Bunq vs Cash App
Bunq is a European alternative to Cash App — same payments & finance use case, built under EU data-protection law.
By the EU Alternatives team Last updated
- Jurisdiction
- EU / EEA
- GDPR by default
- Yes
- US CLOUD Act exposure
- No
- Open source
- No
- Free tier
- No
Cash App by Block.
- Jurisdiction
- US
- GDPR by default
- Requires DPA + TIA
- US CLOUD Act exposure
- Yes
About Bunq
Bunq is the Dutch mobile bank that makes banking feel as simple as any other app on the phone, with account opening in 5 minutes and savings rates up to 2.01%. Founded in Amsterdam in 2012 and now serving more than 20 million users, Bunq is one of Europe's largest neobanks and the first to be built on a genuinely mobile-first model.
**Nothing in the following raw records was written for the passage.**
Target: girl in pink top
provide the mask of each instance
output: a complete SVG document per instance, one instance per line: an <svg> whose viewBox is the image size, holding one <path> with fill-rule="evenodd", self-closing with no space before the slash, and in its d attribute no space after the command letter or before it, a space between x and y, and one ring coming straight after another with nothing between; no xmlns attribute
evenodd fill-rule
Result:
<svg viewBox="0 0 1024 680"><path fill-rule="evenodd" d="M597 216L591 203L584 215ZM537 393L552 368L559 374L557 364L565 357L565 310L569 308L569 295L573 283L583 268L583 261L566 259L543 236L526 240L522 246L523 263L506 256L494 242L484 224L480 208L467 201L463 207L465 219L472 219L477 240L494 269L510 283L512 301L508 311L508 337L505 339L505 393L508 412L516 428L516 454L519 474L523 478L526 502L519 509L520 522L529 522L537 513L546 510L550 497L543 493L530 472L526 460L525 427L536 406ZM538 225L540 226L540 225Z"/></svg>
The app bundles current accounts, multi-currency pockets, physical and virtual cards, term deposits, stock investing, crypto buying and selling, eSIM installation, and travel insurance into a single interface. Users split budgets across pockets, auto-save round-ups, and share joint pockets with family, while the underlying infrastructure is a full licensed bank rather than a reseller of someone else's rails.
Key benefits:
- Five-minute onboarding using phone and ID, fully from the app
- Money pockets to split budgets, savings, and shared expenses
- Up to 2.11% guaranteed on term deposits and 2.01% on savings
- Stocks and crypto investing integrated into the banking app
- eSIM and travel insurance built in for frequent European travelers
Bunq is headquartered in Amsterdam, Netherlands, with offices across Europe. It holds a full European banking license issued by De Nederlandsche Bank, and deposits are protected up to €100,000 under the Dutch Deposit Guarantee Scheme. All customer data stays within the EU, and the bank operates under full GDPR and PSD2 rules.
Trusted by more than 20 million users across the European Economic Area, making Bunq the second-largest neobank in the EU.
Why choose Bunq over Cash App?
The decisive argument is data jurisdiction. Cash App is headquartered in US, which means personal data processed through it can be subject to non-EU legal regimes — the US CLOUD Act, FISA 702, or similar laws depending on the provider. After the 2020 Schrems II ruling, EU organisations must carry out a transfer impact assessment for every such data flow.
Bunq removes that overhead. As a Netherlands-based provider, it operates natively under GDPR, and data stays inside the EU/EEA by default. For regulated sectors — health, public administration, finance — that's not a nice-to-have but a requirement. For everyone else, it's concentration-risk insurance: you avoid depending on a single non-EU jurisdiction that can change the rules without warning.